Suppose $x_n$ is a Cauchy sequence and eventually positive and it's not true that $x_n \rightarrow 0$ as $n \rightarrow \infty$. Prove that there is a real $\delta >0$, so that if $y_n = x_n - \delta$ then $y_n$ is eventually positive.
Not really sure about my proof, could use some opinions. Trying to do this with epsilon argument.

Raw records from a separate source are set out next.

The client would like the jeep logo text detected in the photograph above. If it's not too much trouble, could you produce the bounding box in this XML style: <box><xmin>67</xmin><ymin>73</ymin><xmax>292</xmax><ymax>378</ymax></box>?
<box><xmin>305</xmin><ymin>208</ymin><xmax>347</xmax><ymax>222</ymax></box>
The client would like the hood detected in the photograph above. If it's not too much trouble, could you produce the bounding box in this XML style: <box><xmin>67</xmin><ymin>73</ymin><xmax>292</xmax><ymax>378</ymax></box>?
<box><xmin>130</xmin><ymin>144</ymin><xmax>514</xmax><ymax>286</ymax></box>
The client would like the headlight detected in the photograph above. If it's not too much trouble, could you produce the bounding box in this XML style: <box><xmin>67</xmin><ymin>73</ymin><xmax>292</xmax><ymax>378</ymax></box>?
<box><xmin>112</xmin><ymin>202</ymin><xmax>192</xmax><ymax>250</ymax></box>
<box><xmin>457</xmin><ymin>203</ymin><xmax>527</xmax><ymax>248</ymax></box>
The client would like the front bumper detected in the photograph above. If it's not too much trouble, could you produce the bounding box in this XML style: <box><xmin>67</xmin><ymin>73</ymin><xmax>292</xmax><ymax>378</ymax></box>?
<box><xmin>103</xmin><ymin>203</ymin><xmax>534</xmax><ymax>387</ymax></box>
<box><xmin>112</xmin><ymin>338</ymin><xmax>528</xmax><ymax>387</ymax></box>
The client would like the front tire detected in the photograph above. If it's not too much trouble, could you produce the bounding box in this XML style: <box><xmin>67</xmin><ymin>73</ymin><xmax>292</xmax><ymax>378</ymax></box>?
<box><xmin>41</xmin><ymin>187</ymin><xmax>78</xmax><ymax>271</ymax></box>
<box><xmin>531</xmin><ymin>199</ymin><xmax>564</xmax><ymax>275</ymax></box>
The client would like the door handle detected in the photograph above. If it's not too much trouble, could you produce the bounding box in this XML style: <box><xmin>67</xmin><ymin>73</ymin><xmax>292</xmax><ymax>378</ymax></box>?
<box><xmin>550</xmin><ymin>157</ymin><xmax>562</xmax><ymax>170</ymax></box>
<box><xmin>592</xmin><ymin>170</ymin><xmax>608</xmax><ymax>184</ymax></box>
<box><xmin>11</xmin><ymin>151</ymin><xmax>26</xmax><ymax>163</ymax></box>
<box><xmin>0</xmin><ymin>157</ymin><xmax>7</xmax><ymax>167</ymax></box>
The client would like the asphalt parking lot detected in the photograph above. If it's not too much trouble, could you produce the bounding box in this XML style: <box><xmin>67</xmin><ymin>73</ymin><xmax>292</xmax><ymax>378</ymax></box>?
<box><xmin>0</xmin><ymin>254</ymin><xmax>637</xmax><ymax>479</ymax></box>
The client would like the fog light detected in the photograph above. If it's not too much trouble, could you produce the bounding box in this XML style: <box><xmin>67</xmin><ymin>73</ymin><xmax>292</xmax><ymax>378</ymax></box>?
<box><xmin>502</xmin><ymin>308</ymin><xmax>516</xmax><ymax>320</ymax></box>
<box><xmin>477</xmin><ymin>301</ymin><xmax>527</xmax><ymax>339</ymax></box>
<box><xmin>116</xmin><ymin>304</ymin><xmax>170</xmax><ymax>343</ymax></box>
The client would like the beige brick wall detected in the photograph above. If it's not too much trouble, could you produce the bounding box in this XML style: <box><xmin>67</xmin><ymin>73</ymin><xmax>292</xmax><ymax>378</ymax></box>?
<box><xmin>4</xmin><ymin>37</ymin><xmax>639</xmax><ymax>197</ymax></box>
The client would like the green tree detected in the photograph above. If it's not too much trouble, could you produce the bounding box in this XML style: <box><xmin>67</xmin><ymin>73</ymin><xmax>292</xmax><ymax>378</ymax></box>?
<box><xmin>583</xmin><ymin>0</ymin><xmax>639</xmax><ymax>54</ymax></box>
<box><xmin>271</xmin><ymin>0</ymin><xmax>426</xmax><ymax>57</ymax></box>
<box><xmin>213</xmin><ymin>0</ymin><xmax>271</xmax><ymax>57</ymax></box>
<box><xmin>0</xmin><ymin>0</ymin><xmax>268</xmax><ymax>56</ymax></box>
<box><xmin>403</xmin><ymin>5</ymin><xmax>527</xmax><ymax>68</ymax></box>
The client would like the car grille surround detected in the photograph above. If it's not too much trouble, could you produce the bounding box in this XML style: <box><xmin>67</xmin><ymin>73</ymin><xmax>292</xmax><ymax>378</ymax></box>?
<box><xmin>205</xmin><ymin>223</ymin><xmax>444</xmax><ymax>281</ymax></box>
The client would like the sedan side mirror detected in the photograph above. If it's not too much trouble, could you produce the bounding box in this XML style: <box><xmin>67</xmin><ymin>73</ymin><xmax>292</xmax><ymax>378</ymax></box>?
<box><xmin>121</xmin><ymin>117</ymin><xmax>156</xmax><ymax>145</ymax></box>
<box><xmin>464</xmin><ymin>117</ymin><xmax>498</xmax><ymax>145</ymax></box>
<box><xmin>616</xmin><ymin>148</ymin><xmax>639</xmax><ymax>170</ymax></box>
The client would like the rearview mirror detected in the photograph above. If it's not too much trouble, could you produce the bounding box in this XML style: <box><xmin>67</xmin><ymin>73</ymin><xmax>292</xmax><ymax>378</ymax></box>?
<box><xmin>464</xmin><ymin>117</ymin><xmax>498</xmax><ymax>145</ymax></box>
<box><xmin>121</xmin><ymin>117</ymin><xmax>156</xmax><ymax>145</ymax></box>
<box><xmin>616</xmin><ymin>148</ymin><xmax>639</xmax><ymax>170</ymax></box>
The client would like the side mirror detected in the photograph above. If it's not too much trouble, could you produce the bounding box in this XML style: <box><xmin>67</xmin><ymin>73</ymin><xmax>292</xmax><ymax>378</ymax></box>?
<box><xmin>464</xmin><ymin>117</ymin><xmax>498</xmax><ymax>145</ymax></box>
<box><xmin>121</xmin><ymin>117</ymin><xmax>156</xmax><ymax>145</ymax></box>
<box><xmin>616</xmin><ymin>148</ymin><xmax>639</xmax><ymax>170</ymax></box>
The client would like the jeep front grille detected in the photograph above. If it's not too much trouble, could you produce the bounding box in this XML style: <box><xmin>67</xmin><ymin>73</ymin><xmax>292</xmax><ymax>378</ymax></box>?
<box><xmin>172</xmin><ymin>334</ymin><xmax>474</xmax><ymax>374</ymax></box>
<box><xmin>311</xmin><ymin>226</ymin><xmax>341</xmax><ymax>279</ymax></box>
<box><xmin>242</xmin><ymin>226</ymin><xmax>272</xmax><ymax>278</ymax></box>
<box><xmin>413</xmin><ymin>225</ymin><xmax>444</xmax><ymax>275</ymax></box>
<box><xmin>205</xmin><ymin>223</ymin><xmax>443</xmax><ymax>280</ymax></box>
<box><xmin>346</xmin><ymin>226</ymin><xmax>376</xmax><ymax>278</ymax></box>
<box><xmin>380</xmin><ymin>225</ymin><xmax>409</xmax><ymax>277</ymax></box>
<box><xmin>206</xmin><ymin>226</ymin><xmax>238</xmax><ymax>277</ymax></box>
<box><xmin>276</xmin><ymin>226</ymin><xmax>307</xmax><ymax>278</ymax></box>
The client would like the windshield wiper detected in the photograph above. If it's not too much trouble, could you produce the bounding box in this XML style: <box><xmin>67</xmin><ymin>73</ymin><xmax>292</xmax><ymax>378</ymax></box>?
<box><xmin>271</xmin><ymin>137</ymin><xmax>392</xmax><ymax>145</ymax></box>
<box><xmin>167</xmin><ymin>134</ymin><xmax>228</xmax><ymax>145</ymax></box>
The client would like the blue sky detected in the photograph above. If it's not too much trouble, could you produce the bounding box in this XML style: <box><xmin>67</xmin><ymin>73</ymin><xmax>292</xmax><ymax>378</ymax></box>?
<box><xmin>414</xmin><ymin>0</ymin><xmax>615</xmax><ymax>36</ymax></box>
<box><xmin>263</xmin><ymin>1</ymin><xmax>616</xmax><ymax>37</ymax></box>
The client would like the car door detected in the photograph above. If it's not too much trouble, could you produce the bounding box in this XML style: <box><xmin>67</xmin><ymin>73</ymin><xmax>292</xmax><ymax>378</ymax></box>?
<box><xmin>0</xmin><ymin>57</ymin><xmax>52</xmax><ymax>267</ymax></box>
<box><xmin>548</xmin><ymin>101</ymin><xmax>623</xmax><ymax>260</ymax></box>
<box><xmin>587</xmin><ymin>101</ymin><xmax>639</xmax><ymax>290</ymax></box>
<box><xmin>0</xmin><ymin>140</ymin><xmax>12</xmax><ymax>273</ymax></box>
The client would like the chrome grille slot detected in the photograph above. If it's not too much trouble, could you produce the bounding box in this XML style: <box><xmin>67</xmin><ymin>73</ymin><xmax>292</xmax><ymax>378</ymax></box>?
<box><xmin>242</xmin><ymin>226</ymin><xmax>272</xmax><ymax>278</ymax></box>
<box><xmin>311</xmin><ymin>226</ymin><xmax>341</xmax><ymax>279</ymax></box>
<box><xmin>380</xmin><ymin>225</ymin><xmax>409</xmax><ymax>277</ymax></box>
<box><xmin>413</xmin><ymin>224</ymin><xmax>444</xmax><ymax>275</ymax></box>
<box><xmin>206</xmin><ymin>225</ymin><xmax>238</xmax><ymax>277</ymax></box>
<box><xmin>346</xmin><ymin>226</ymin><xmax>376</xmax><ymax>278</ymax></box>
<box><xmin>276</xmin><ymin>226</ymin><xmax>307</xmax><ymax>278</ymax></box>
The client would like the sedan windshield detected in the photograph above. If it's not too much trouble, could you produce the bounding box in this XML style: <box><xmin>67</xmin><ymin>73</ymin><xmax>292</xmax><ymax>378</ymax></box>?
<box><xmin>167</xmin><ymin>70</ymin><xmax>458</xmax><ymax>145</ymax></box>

Since $x_n$ doesn't converge to $0$ then $\exists \varepsilon_o > 0$ s.t $\forall N \ \exists m \geq N$ so that:
$|x_m| > \varepsilon_o$
And since $x_n$ is eventually positive then $\exists N_1, \forall m \geq N_1$
$x_m > 0$
Also note that since $x_n$ is Cauchy for $\frac{\varepsilon_o}{2} > 0$ $\exists N_2$, s.t. $\forall \ m,n \geq N_2:$
$|x_m - x_n| < \frac{\varepsilon_o}{2}$.
Fix $m \geq \max\{N_1, N_2\}$, so that $x_m > \varepsilon_o$, then for $n \geq \max\{N_1, N_2\}$ we have:
$|x_m - x_n| < \frac{\varepsilon_o}{2}$ and $ x_n > x_m - \frac{\varepsilon_o}{2} > \frac{\varepsilon_o}{2}$.
Let $\delta = \frac{\varepsilon_o}{2} > 0$, then we have:
$y_n = x_n - \delta = x_n - \frac{\varepsilon_o}{2}$ but since $x_n > \frac{\varepsilon_o}{2}$, then $y_n > 0$ for $n \geq \max\{N_1, N_2\}$.